WWE Smackdown vs. RAW 2010

I love Pro Wrestling. Unashamedly love it. Obviously, being in my mid-twenties, wearing a T shirt featuring a topless John Cena is only marginally less embarrassing than being caught masturbating over a picture of your extended family, by your extended family. Despite this, I love it. I love the soap opera acting, the badass heroes, the scheming villains, insane stunts, testosterone-fuelled violence and the occasionally absurd attempts at humour. Like Con Air, and we all know that is the best film of all time, right? Thing is, THQ’s Smackdown vs. RAW games have forgotten about this aspect of Pro Wrestling, instead offering up what are basically fighting games – crazy, unbalanced fighting games – with a bigger focus on competition rather than spectacle. Things took a right turn with this year’s Legends of Wrestlemania release, which celebrated all of the flamboyance and action that makes the WWE such an entertaning product.

We all KNOW it is fake, boys. If we want real, we’ve got the UFC.

Creating characters has been a huge part of this series for an age now, and now it has been revamped to offer more options for your terrifying imagination to run wild with. Just like Hulkamania. Creating entrances returns, as does create-a-finisher, which now includes the ability to develop some truly insane flying manuevers. The biggest new inclusion is the create-a-storyline mode, which blows the doors of kayfabe wide open and allows you to sculpt your ideal episodes of RAW and Smackdown, building characters over the course of weeks of TV and pay-per-view shows. You create cutscenes, write dialogue and set matches, along with the conditions needed for the player to progress to the next segment. Despite being a little limited – you have to choose from a selection of set animations, as opposed to having full control over the sequences – it is an excellent new addition to the SvR series.

In another particularly inspired move, THQ have seeked to capture the community that usually springs up around wrestling games. There are websites and forums all other the internet full of tragic, neckbearded man-children who dedicate their lives to creating legendary wrestlers – past and present – for use in every single release. These are usually painstakingly detailed, and in most cases, have the “formulas” written out on these sites for us lazy gamers to input ourselves. Now, every custom creation can be shared, in-game, through Xbox Live or PSN, so if you feel your copy is incomplete without a perfectly re-created Chris Benoit to run rampant with, then there are no doubt several hundred of them already available to download.

The actual gameplay remains largely unchanged from the previous years edition, and this is fairly indicative of one of the Smackdown vs.
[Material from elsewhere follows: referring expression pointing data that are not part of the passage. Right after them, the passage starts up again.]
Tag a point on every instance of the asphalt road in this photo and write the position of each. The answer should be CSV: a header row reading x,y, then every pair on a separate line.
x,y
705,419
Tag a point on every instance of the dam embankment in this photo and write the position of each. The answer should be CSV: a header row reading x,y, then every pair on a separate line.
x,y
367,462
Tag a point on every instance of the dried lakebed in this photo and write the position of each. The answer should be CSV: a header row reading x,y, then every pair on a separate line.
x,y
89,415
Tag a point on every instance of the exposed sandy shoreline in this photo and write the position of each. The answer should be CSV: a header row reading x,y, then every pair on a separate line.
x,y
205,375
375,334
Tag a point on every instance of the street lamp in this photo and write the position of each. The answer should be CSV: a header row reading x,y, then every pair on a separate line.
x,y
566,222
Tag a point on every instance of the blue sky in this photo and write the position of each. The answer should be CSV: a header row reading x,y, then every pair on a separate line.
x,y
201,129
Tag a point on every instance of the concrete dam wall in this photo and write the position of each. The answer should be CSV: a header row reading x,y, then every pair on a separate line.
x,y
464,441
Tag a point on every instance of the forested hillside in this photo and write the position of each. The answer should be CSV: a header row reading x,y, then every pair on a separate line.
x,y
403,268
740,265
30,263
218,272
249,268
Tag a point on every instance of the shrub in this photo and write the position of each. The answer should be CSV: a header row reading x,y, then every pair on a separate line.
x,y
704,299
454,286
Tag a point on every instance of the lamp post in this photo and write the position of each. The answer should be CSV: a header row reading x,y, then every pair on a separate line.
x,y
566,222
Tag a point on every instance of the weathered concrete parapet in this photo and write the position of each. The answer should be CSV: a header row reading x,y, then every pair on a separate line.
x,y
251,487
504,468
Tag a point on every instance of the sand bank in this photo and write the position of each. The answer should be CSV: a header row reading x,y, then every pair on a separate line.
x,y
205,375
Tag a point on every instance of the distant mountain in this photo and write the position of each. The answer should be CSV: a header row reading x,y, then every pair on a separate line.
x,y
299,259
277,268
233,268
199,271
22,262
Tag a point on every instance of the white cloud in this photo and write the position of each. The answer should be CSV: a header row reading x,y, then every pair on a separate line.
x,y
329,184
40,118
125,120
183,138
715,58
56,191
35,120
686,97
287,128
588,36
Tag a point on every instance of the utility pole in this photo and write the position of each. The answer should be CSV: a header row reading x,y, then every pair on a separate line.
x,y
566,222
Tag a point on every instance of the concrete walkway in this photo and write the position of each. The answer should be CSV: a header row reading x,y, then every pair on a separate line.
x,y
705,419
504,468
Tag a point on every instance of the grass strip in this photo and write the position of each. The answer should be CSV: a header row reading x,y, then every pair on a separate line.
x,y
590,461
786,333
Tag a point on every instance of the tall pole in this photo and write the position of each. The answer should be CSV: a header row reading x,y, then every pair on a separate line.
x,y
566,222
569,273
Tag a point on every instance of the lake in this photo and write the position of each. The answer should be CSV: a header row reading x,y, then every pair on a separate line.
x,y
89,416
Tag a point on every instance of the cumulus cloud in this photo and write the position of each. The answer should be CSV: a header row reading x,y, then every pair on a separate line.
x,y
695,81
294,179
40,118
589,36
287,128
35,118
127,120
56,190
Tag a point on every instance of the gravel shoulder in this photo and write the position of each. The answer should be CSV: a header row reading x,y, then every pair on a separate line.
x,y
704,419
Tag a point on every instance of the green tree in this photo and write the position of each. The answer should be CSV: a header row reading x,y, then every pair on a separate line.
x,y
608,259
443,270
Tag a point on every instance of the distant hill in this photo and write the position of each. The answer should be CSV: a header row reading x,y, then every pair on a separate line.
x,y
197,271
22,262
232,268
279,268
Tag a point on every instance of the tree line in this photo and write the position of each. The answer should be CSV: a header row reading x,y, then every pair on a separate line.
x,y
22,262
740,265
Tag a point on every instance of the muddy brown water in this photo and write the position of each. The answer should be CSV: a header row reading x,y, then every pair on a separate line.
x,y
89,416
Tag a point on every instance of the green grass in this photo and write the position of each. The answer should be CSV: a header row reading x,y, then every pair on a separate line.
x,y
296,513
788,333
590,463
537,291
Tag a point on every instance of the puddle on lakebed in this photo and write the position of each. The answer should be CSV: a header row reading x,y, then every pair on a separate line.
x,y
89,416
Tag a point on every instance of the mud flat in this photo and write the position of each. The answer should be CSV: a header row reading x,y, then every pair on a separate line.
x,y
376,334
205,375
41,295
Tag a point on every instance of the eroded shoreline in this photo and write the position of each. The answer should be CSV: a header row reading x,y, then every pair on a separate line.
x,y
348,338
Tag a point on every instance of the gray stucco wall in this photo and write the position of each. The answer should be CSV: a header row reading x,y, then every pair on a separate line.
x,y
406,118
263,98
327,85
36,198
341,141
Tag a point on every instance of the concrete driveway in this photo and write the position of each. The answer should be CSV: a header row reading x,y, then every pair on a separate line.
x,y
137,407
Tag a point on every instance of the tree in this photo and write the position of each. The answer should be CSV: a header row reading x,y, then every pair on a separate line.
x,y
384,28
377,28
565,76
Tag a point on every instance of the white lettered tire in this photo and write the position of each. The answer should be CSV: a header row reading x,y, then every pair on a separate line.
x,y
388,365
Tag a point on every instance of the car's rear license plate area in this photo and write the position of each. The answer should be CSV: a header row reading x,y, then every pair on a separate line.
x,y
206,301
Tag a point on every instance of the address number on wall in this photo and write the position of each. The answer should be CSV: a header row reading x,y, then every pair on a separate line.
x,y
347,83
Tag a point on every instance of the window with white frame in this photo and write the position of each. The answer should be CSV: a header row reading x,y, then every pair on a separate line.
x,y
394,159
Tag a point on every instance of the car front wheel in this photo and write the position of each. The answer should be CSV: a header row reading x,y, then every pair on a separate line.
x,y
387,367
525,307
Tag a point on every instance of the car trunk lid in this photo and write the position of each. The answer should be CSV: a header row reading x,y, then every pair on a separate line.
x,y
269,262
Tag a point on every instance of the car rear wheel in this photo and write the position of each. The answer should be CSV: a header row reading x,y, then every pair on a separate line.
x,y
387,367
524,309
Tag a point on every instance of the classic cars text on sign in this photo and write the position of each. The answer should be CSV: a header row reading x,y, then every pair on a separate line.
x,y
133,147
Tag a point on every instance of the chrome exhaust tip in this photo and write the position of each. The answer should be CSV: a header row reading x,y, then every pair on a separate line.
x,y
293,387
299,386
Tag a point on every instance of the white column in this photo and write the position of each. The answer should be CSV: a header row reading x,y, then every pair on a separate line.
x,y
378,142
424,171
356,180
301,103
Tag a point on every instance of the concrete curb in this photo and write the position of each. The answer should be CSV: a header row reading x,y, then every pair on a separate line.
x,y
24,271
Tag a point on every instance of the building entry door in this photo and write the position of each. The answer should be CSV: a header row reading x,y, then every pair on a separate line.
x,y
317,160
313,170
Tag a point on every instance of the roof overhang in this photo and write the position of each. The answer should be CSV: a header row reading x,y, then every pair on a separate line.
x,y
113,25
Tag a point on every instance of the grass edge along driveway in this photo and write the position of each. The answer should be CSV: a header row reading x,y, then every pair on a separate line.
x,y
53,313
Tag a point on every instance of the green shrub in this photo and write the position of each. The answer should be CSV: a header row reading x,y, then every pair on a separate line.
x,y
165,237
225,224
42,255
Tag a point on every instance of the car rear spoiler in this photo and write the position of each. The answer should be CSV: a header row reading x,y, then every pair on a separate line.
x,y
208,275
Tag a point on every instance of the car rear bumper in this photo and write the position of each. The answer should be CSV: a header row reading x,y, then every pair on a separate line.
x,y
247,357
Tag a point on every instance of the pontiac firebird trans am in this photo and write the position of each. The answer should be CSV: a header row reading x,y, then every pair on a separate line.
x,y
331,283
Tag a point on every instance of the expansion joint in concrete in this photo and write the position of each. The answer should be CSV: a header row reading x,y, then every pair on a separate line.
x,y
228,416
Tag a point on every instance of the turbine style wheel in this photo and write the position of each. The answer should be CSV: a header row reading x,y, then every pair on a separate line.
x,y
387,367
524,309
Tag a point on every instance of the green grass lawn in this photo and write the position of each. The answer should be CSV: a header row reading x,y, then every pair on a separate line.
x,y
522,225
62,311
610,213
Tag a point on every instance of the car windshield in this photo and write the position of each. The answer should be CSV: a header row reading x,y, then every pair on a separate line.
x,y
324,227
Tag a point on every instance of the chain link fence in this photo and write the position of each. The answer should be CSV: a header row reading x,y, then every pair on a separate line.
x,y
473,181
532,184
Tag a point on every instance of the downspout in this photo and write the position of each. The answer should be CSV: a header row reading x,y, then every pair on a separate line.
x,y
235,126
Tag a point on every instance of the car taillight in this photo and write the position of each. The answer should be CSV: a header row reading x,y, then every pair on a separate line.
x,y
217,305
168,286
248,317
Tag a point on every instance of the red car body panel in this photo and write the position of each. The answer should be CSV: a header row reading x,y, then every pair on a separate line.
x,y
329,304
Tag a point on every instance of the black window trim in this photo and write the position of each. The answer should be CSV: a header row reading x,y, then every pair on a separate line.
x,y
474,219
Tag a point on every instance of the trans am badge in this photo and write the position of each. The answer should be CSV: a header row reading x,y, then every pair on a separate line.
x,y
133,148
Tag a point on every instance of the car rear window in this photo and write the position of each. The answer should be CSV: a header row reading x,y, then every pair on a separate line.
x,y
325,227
RAW series’ main problems. The “quicktime” grapple chains from Legends of Wrestlemania have been removed completely, instead going back to the “No Mercy”-esque style of grappling with your opponent first, then transitioning into a move from there. Graphics are still incredibly glitchy in places, with things like belts clipping through wrestlers, the ropes STILL looking awful when the action requires them to move (even with the inclusion of Havok physics this year, which is absolutely unnoticable) and moves not connecting in the correct place – for instance, a top rope dive intended for a prone opponent hitting them while they are standing and looking ridiculous.

There are still the plethora of match types to choose from and the usual single player career modes to toil through in order to unlock classic wrestlers. Again, completely unchanged from the previous release and are still in need of some serious work. Loads of menus make progress through career mode slow and clunky and the Road to Wrestlemania, although a great idea, allowing you to take part in a pre-made WWE storyline charting a wrestlers path to the biggest event of the year, is very, very limited. You have the illusion of choice during certain sequences, but the reality is that there is only one path to the inevitable title shot. Imagine a wrestling game with the same morale choice sytem of say, Fable? Allowing you to turn your back on the fans or save the good guys from a sneak attack, you know, just like on TV?
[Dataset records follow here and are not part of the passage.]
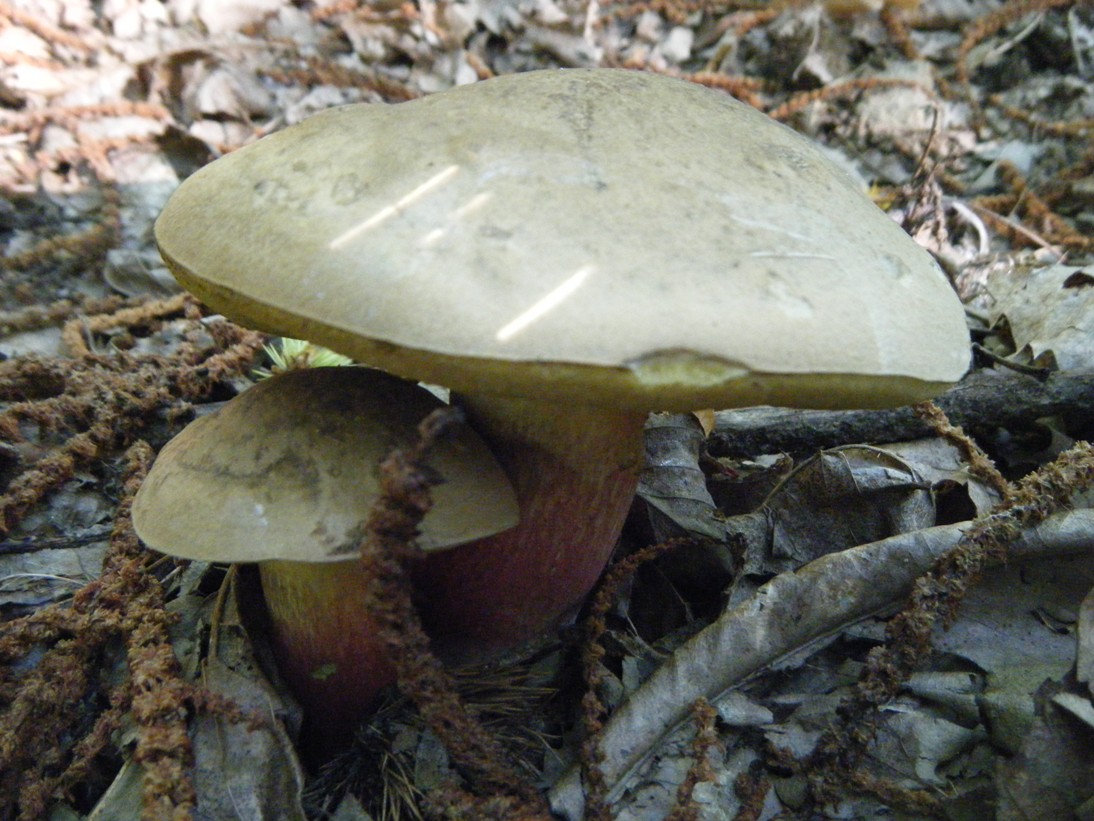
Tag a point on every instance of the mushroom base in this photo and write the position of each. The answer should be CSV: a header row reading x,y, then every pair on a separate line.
x,y
326,647
575,470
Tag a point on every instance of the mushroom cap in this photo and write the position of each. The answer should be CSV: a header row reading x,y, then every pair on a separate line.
x,y
289,470
602,235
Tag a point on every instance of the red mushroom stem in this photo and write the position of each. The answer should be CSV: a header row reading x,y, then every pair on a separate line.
x,y
575,470
326,647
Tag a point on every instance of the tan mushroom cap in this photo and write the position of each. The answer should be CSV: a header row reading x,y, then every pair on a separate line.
x,y
601,234
290,469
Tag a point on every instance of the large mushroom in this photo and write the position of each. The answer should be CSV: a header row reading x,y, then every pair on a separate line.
x,y
284,475
568,251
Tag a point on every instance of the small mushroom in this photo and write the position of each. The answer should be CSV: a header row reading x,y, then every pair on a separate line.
x,y
284,475
568,251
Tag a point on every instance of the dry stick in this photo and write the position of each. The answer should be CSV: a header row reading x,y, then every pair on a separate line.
x,y
387,548
593,708
985,400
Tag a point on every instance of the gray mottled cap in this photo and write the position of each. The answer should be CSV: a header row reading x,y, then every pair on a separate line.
x,y
600,234
290,470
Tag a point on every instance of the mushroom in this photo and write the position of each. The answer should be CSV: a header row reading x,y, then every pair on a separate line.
x,y
284,475
567,251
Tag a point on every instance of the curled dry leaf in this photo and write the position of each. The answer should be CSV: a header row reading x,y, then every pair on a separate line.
x,y
793,610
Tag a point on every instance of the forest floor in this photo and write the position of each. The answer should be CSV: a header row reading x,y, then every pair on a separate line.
x,y
129,684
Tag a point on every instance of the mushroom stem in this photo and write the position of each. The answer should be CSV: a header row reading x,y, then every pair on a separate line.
x,y
575,470
326,646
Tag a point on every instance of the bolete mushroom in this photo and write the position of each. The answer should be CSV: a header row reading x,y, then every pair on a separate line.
x,y
284,475
568,251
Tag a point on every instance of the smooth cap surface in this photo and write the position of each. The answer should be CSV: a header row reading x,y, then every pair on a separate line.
x,y
597,234
290,470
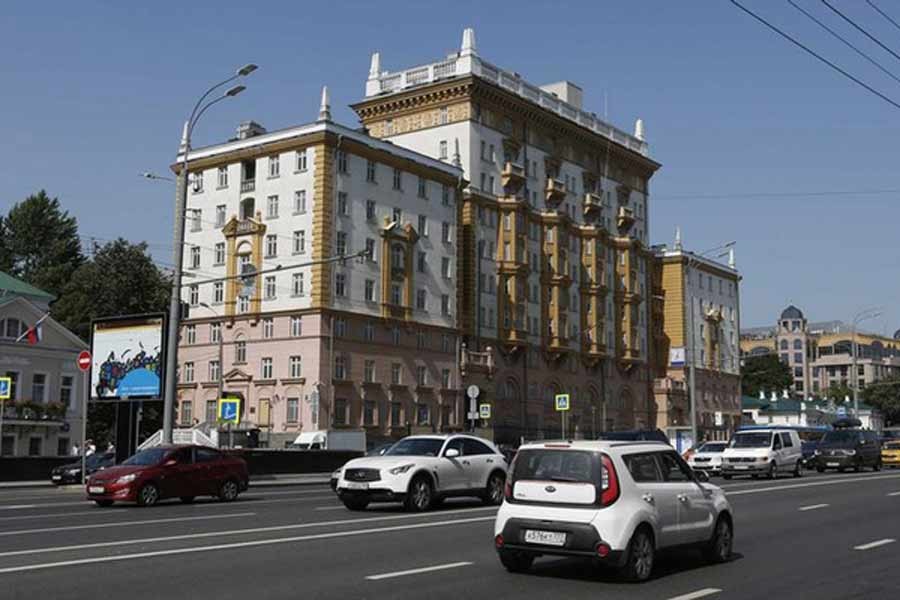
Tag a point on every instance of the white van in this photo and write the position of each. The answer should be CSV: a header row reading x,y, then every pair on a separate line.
x,y
763,452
Online multiplayer is still a joke, from the as always poor menus to the unplayable, laggy matches, with everyone rushing to pick the highest rated superstar or a maxed out custom character. Even THQ’s million-selling UFC title suffered from these issues, so it isn’t exclusive to this series, but really, a solid netcode and a simple, user-friendly interface (which, in all fairness, they’ve achieved with the front-end of the game, using the FIFA “Arena” method of putting you in control immediately, then allowing you to access game modes from a simple set of options overlayed over the action) would be another feather in the Smackdown vs. RAW cap. A cap that hasn’t changed in years and is a bit out of fashion, but a feather in it nonetheless.

Again, this is another annual release where all of the new features in the world don’t address the issues that have been plaguing the series for YEARS, no matter how excellent they may be. For all of the steps forward in community and customisable content, there are some fundamental flaws to the gameplay that are holding the Smackdown games back from becoming essential purchases for wrestling fans, and even allowing them to cross-over to the masses. If this year’s features are expanded on for the next game, brilliant, and all that, but in order to really take things to the next level, perhaps completely reworking the gameplay would be the best thing to add into next year’s release.